There have also been occupational exposures due to aerosol-generating practices or laboratory safety mishaps that have occurred, which is somewhat unique to tularemia. Although laboratory accidents have occurred
, the natural occurrence of the disease in the environment makes the occupational exposures particularly unique. Landscape work or farming is such a risk factor that even disease surveillance involves questions
involving such work for potential cases.
Naturally-occurring tularemia infections tend to follow the distribution of its animal and arthropod vectors, thus cases are seen in Martha’s Vineyard, the south-central United States, the Pacific Northwest, etc. A 2003 study
evaluated occupational exposure to the infection in landscapers in Martha’s Vineyard, Massachusetts, and found that not only were many workers seropositive, but those who were seropositive tended to use power blowers and weed-whackers and worked more hours than those who were negative. The US Centers for Disease Control and Prevention (CDC) monitor cases of the disease each year and reported 314 cases within the United States in 2015 and 180 cases in 2014. (A map of 2015 reported cases can be found here
Because tularemia infections can occur naturally, surveillance and response efforts against the infection are critical. Antibiotics like streptomycin and doxycycline can treat the bacterial infection; however, the disease is uncommon and has non-specific symptoms, it can pose diagnostic challenges for clinicians. According to the CDC, the only prevention strategy is to reduce exposure
as a vaccine is not generally available in the United States and is under review by the US Food and Drug Administration. There have been considerable efforts to develop an effective and available vaccine
for the disease; however, such attempts have been costly and difficult.

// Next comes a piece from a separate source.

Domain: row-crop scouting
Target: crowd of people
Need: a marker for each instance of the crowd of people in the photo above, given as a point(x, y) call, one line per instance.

Appili Therapeutics is one company that is making progress towards a tularemia vaccine. They recently signed a license agreement with the National Research Council of Canada to develop ATI-1701
, a vaccine to protect against F. tularensis
. Partially funded by Defense Threat Reduction Agency, the hopes are to conduct pre-clinical and clinical testing and roll out this preventative measure as soon as possible.
Highly infectious diseases like tularemia pose unique threats to global health security, especially as zoonotic diseases that are susceptible to environmental and social influencers. Prevention efforts through vaccination, rapid diagnosis, and stronger surveillance will be critical as populations grow and encroach on nature.